MIDF Sector Research

Tenaga - First Step Towards Monetising Fibre Asset

sectoranalyst
Publish date: Fri, 07 Sep 2018, 10:16 AM
  • Pilot project to assess fibre potential
  • A step towards monetising a legacy asset
  • Likely to limit capex exposure to backbone infra
  • Re-affirm BUY at unchanged TP of RM16.90

Pilot project to test fibre infra. Tenaga has initiated a pilot project in Jasin, Melaka to assess the technical, safety and commercial viability of using Tenaga’s electrical infrastructure for the Government’s National Connectivity Plan (NCP). The pilot project is targeted to be completed by end-2018, will cover 1100 of 4300 homes in 3 areas: (1) Taman Merbau (2) Taman Maju (3) Felda Kemendor, all in Jasin.

Monetisation of legacy asset. The development is a step towards potential monetisation of Tenaga’s fibre assets. The fibre asset is utilised for Tenaga’s supervisory control and data acquisition (SCADA) system. We understand that the fibre (in certain parts of Tenaga’s network) runs all the way to the substations. The network is understood to be underutilised currently, but it is still uncertain at this juncture whether Tenaga is required to inject further capital to upgrade the existing fibre infrastructure for it to be commercially viable.

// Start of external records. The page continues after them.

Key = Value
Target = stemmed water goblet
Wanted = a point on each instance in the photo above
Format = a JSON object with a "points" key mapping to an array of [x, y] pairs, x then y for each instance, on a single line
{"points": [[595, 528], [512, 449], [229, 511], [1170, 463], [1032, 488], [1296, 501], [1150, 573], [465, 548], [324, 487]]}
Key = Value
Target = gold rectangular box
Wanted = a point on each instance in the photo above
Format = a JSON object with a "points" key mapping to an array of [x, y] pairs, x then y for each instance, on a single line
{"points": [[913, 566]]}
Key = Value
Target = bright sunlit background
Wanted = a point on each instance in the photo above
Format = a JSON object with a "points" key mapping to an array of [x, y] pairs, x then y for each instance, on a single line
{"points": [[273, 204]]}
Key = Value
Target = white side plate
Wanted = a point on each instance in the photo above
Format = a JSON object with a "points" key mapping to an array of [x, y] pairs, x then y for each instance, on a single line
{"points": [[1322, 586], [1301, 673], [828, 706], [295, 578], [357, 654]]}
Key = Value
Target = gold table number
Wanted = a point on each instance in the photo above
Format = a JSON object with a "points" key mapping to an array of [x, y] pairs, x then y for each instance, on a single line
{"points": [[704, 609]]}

Tenaga to stick to core business. Tenaga is likely to stick to its core business in power generation, transmission and distribution and will likely limit its exposure to the fibre broadband business, possibly via: (1) Leasing out of its backbone fibre infra (2) Leasing out infrastructure than can support last mile connection e.g. extensive electrical pole network connection to homes – Malaysia has a high 99% electrification ratio. Given that the current fixed broadband space is dominated by TM, Tenaga’s potential entry into the fray is likely to infuse meaningful competition. We understand that Tenaga does not intend to get into last mile provision (as it will involve major capex and is not within Tenaga’s core business) and is open to partnership with 3rd parties for this.

HSBB capex. If we were to look at TM’s HSBB rollout as a yardstick, total investment for Phase 1 HSBB (Klang Valley and all key economic areas in the country) amounted to RM11.3b. This was a Public-Private partnership with the Government investing RM2.4b and TM investing RM8.9b. Phase 1 covered >1.3m premises. The investment involved backhaul investments up to the last mile and involved 800 broadbandenabled exchanges.

Recommendation. We re-affirm our BUY call on Tenaga at unchanged TP of RM16.90. Key catalysts: (1) Solid dividend yields of 4.6% (+ve spread against 10yr MGS of 4.04%) while valuations are cheap at 12x FY18F earnings, a substantial discount to the market’s 16x-17x. (2) Peaking capex suggests room for dividend upside (3) Possible monetisation of backbone fibre asset via partners.